Man against nature has been a part of the human condition since the dawn of time, particularly with regards to weather events. This report is a basic data analysis of the NOAA storm data, 1950-2011, in an effort to determine what weather events are the most devastating to public health and the nation's economy. To this end, the storm data set is loaded into memory, cleaned, and processed to yield data frames that contain the total amounts of fatalities, injuries, damages to property, and damages to crops per weather event type. Since fatalities and injuries are two parts to the overall picture of public health, a new data frame is created that contains the total number of casualties. Likewise, the same is done for total economic damage utilizing the sum of damages to property and damages to crops. All data frames are then reorder from highest totals to lowest, and the subset of each frame's top 10 events are used to delineate exactly which events rank the highest. Essentially, an analysis of proportion is what follows, and to this end bar graphs and pie charts are utilized to illustrate how tornados have been the most harmful to the human population, as well as how hurricanes have caused the most economic damage overall.

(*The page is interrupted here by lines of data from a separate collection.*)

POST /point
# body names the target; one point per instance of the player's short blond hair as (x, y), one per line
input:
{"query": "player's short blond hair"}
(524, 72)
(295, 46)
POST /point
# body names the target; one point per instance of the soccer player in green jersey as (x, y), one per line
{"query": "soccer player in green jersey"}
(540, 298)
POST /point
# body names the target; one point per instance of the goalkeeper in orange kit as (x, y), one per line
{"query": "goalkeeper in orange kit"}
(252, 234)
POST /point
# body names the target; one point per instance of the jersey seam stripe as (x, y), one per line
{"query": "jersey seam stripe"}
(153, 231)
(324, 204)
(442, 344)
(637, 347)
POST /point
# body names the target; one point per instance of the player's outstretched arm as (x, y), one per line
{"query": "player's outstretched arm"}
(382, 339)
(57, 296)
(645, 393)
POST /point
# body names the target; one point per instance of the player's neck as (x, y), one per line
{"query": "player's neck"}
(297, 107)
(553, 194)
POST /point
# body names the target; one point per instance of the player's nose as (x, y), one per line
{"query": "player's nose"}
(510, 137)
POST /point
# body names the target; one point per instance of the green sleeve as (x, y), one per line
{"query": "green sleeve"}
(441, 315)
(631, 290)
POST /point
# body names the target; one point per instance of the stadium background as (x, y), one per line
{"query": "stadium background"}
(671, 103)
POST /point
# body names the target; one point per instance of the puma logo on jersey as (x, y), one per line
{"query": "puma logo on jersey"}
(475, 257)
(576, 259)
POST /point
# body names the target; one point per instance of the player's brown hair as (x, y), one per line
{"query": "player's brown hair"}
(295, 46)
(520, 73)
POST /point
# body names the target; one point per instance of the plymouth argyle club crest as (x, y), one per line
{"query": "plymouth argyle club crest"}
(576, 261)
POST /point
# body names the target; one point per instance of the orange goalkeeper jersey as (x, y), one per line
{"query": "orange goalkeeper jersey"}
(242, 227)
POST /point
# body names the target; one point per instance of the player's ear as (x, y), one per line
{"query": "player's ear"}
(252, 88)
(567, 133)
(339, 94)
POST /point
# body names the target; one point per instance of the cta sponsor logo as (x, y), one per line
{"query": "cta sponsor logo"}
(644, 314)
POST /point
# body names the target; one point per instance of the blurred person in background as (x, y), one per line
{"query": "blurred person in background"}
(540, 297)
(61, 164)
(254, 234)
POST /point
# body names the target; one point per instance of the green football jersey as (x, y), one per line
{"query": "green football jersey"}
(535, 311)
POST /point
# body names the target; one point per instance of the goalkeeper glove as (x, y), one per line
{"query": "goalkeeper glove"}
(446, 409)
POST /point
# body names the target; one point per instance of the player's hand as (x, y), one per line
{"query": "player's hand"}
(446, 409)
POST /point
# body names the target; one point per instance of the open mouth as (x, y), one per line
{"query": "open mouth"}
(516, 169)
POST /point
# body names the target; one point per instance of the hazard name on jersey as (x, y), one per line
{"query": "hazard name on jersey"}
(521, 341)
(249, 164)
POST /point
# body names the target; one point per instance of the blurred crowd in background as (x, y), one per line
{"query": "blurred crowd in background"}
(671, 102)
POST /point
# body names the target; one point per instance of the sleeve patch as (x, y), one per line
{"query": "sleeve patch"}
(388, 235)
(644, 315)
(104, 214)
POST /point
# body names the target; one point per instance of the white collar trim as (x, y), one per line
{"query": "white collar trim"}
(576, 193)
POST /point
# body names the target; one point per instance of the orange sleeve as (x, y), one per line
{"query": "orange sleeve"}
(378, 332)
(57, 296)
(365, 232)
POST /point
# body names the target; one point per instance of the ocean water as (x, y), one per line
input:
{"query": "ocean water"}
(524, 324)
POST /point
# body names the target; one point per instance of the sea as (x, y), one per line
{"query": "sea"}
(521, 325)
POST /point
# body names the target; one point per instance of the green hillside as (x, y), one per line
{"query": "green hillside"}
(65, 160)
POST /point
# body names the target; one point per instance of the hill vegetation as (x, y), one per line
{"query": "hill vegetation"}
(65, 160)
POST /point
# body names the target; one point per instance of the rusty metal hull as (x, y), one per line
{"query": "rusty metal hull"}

First, a check for the R.utils and plyr packages is performed; both are installed and loaded into memory if they are not available.
if(!require("R.utils")){
install.packages("R.utils")
library("R.utils")
}
if(!require("plyr")){
install.packages("plyr")
library("plyr")
}
Following the package check, the repdata-data-StormData.csv data set is looked for in the current working directory. If not present, the compressed repdata-data-StormData.csv.bz2 is searched for and then decompressed. However, if it too is not present, then the .bz2 file is downloaded from the link, provided by the JHU course in reproducible research, and decompressed.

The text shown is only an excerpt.